Tenemos que confesar que tras el inesperado –además de indeseado e indeseable– triunfo de Trump en Estados Unidos, el miedo se había instalado entre nosotros ante la posibilidad de que Marine Le Pen nos diera otro susto escalofriante el pasado domingo. Por eso, la victoria de Emmanuel Macron, totalmente cargada y recargada de reservas e incógnitas, supuso un alivio, y no precisamente por el hecho de que el nuevo presidente francés constituya una esperanza, sino porque, si hubiese ganado Le Pen, un fantasma estaría recorriendo ahora mismo el mundo y Europa, el fantasma del fascismo, aunque sea con sus disfraces posmodernos.
¿Todavía nos queda París? De momento, hay que anotar que, en Francia, «la vieja política», si por tal entendemos los partidos que fueron hegemónicos durante las últimas décadas, acaban de fracasar estrepitosamente, con un líder conservador enfangado en escándalos de corrupción y con un partido socialista, cuyas políticas cada vez vinieron siendo más próximas a la derecha más tradicional. Desde luego, ambas cosas en nuestro país nos suenan y no poco.
Ahora bien, eso no significa que el señor Macron represente un avance con respecto a la vieja política, o, si se prefiere, con respecto a los partidos tradicionales. De entrada, da la impresión de que, al tiempo que su discurso plantea la superación de la vieja política, su proyecto se basará en una especie de síntesis de los planteamientos de esos partidos a los que, paradójicamente, el nuevo presidente considera anquilosados.

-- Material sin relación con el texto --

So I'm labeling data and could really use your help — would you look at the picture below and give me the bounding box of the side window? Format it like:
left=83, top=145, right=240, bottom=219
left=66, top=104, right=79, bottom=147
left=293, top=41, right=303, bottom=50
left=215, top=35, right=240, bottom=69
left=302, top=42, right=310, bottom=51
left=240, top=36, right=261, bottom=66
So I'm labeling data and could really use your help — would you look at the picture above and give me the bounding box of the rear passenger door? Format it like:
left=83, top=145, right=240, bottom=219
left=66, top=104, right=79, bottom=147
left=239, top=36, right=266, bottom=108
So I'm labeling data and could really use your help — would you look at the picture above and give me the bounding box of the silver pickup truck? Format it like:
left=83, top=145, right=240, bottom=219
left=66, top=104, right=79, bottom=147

¿Todavía nos queda París? Francia, con su nueva novela, con sus nuevos filósofos, con su nueva política, con su obsesión por la novedad, por lo común, más aparente que real. Macron no se va a caracterizar por una política más social que la que se vino haciendo hasta ahora, no parece estar sensibilizado tampoco con esa desigualdad creciente en la sociedad francesa, en cuyos guetos ya sabemos que hay auténticos polvorines, cuyos estallidos son más reales que posibles. Se decantará, probablemente, por cambios más cosméticos que reales. Pero, mientras tanto, es de esperar que la vieja política, sobre todo, el Partido Socialista reaccione y caiga en la cuenta de que su misión no consiste en ser una derecha descafeinada. Si, como cabe esperar, Macron piensa aplicar las políticas socioeconómicas que hasta el momento, además de ser injustas, constituyen un fracaso, es de suponer que represente un paréntesis en el que Francia vuelva a repensarse y a reinventarse.
No obstante, ahí queda eso: los polvorines sociales en los guetos, el alto porcentaje de votantes de Le Pen y la decadencia de los grandes partidos. El resultado de todo ello: que un personaje sin un partido fuerte que lo apoye consiga la Presidencia de la República, sin un partido fuerte que lo apoye y con recetas socioeconómicas que conocemos y también padecemos.
Y, desde estos andurriales hispanos, estaremos muy atentos, intentado aprender.